J’ai toujours cette même habitude de prendre mon second café de la journée tous les jours vers les 15 heures.
Pour ce, je m’assoie dans mon jardin, autour de la table , avec mon café, des biscuits - tres important- et un livre. Ce dernier n’est jamais le même. J’en ai des millions - où presque- et je me dois de les visionner ( cela de dit-il?).
Bref!
Habituellement  je m’assoie à environ quatre à cinq q mètres du mangeoire - ce n’est pas pour manger mais pour boire- que j’ai installé pour abreuver les colibris. De cette distance, je peux les voir, mais pas très bien.
Aujourd’hui j’ai préféré m’asseoir à deux mètres de distance , espérerant que si l’un d’entre eux venait, je pourrai mieux le voir.

Me voilà donc assis, lisant ce livre qui s’appelle ´l’alphabet des week ends’ nullement  intéressant, et sirotant  mon café , jetant un coup d’œil régulièrement pour intercepter mon  invité. Et voila qu’au bout d’une dizaine de minutes, il se présente. C’est le même que celui d’hier, je le reconnais par sa couleur et son comportement.

Inimaginable, la joie que ce petit animal me donne, m’apporte. J’arrête de lire et me concentre pour suivre ses mouvements, il penche la tête pour boire, la relève et la repenche encore . Il décide  de se retirer , voler à toute vitesse une ou deux secondes, et recommencer. Mon plaisir est immense.

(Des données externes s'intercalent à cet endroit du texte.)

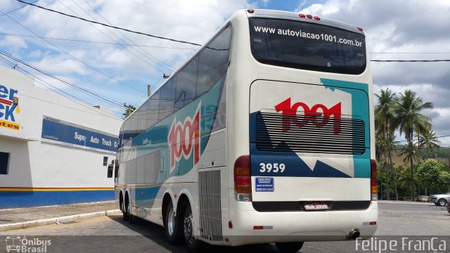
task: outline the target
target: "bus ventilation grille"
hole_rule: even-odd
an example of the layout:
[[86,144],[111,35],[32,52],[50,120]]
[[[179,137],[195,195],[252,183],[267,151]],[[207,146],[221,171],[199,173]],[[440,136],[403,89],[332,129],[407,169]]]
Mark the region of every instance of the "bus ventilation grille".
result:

Cette opération a duré un maximum de peut-être dix secondes, mais chacune, pour moi a duré une éternité. Le voir batifolant, ( je ne sais si c’est le bon mot)    me donne un plaisir indicible. Je me sens chanceux de vivre ce spectacle que peu de gens connaissent et souhaite que ces quelques mots que le lecteur lira pourront lui donner une petite satisfaction  car moi j’en ai eu une grande.

Si le monde pouvait se décider à respecter la race animale, lui trouvant tous ses aspects positifs, réalisant combien sa valeur enrichit notre société , qu’il n’y a aucune raison de s’en défaire, peut-être vivrons- nous mieux. Pourquoi permettons- nous ….

Je m’arrête car mon ami est revenu une deuxième fois. Il faut croire qu’il a aimé l’eau rouge et sucrée que je lui ai offert plus tôt et qu’il a toujours soif. Wow!

Je faisais allusion plus tôt aux chasseurs à qui on permet de tuer tant d’animaux par saison. Ceci s’applique aussi aux pêcheurs de toutes sortes qui finiront par détruire toute vie marine, sans parler des dizaines de millions de bœufs, de porcs et de poulets assassinés tous les jours pour satisfaire la gourmandise humaine….

Je réalise que je sors du sujet et risque de me faire dire des bêtises.
Mon colibri est parti et je suis sur qu’on se reverra demain.